Industry fears Commission plan to probe supply chain

Series Title
Series Details Vol.4, No.4, 29.1.98, p2
Publication Date 29/01/1998
Content Type

Date: 29/01/1998

By Peter Chapman

EU COMPANIES are calling on competition officials to abandon a key part of their approach to anti-trust rulings on exclusive agreements between suppliers and distributors.

The business lobby UNICE and brewers warn that the current proposals would place a very heavy burden on the industries involved.

Their warning comes as the European Commission prepares to unveil a follow-up to last year's Green Paper on 'vertical restraints', which promised an overhaul of the way the institution regulates deals such as those between brewers and pubs or petrol firms and filling stations.

At issue is the way industry expects the Commission to use the market share of companies involved in such agreements as a key criterion when deciding whether to offer them 'block exemptions' from anti-trust rules or force them to make alterations to the deals.

UNICE competition expert Fiona Marcq warned that such a plan would force companies to make complex calculations and estimates based on their own and other firms' overall positions in the market.

She said this would not give companies the legal certainty they wanted and would also add to the industry's costs because expensive economists and lawyers would be needed to work out the figures.

"Defining market share in a way that is going to imply legal certainty is going to imply very heavy burdens on industry," she said. "Industry has always had a preference for figures such as turnover. These statistics are easier to produce and you don't need to produce a guestimate."

A legal expert at a large UK-based brewing group said his industry was also lobbying the Commission to drop its support for criteria based mainly on arbitrary market share thresholds.

"The Commission is still trying to find a formula with a crude market share rule of thumb - and industry is opposing it, " he said. "It can't be fair if you are a company below the threshold and then grow, that at some magic point all of your contractual agreements could be illegal and open to challenge."

He added that the industry's practice of signing exclusive agreements between big brewers and public houses - known as 'tied houses' - could be hit by any ruling which relied heavily on a crude market share figure.

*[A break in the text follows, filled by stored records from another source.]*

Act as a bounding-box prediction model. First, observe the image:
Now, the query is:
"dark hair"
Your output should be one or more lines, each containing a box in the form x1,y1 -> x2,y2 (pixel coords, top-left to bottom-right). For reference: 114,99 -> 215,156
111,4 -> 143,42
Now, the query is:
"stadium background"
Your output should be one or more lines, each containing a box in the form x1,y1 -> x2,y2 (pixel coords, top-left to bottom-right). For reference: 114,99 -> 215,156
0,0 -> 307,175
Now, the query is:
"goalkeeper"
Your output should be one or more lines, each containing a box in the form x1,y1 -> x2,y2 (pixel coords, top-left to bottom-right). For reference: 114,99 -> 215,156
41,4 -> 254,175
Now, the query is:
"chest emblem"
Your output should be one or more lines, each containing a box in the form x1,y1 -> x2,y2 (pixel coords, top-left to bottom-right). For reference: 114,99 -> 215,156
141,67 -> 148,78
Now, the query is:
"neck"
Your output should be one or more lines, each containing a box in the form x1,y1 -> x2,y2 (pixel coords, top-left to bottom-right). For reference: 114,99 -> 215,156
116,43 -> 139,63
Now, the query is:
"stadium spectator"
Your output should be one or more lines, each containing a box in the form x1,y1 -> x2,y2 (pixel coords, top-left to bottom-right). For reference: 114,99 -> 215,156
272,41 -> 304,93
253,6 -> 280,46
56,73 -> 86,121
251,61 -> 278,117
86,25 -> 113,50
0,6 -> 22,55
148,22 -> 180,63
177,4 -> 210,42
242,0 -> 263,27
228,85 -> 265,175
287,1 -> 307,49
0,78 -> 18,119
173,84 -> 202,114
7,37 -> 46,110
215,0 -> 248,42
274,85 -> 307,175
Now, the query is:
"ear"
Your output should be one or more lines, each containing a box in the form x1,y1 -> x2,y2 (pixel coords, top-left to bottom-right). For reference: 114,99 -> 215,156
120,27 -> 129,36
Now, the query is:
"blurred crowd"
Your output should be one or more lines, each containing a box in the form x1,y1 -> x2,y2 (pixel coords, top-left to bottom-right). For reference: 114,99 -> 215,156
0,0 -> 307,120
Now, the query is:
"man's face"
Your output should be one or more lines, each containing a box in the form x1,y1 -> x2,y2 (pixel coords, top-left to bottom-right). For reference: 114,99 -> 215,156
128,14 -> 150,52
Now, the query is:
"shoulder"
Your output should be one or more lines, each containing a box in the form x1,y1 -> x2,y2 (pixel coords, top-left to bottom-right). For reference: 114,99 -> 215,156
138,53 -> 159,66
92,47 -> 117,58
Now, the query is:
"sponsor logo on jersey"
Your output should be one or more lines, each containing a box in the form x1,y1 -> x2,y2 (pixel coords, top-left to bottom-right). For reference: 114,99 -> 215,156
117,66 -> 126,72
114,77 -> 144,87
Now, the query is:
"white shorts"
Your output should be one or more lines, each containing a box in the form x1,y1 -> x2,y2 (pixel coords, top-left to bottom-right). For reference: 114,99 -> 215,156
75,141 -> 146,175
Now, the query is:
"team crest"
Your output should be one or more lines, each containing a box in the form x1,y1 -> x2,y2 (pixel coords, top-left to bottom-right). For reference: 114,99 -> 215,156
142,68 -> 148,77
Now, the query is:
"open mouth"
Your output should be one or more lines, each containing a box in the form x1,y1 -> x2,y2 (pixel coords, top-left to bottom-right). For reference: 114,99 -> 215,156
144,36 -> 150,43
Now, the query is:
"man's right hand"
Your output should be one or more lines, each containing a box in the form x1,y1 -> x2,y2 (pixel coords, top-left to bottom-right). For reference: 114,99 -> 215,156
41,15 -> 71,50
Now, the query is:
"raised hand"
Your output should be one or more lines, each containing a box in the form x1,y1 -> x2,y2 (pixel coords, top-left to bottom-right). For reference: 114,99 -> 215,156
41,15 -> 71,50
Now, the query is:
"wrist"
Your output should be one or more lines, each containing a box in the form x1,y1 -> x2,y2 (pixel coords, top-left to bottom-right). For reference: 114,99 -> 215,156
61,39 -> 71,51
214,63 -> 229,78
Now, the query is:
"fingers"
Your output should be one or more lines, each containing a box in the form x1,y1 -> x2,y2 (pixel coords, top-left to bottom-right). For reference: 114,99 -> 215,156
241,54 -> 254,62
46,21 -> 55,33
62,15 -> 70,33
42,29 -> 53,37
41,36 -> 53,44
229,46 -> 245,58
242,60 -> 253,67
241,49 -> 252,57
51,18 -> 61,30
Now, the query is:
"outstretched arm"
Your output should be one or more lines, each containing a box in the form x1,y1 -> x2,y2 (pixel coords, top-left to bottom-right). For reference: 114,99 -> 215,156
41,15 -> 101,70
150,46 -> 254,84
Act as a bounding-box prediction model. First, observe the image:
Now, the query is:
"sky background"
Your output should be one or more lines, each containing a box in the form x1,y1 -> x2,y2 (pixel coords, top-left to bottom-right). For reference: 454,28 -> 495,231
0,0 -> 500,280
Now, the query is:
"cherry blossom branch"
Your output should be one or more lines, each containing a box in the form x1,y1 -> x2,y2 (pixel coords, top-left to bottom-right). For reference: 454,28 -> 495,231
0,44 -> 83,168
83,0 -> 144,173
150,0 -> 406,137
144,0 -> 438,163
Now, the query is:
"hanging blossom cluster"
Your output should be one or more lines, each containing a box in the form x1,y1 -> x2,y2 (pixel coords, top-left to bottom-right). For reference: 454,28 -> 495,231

Instead, he urged the Commission to follow a system which took other considerations into account, such as the market behaviour of the companies involved, before launching full-scale anti-trust inquiries.

"The point we would make is that if a company had a market share above the threshold and was not doing anything untoward, it should not be put at a disadvantage," he said.

"Big operations should be able to operate in the same way as companies below the threshold. If this were not the case, then big companies would very quickly go out of business."

UNICE is concerned at Commission's plans following Green Paper on 'vertical restraints'.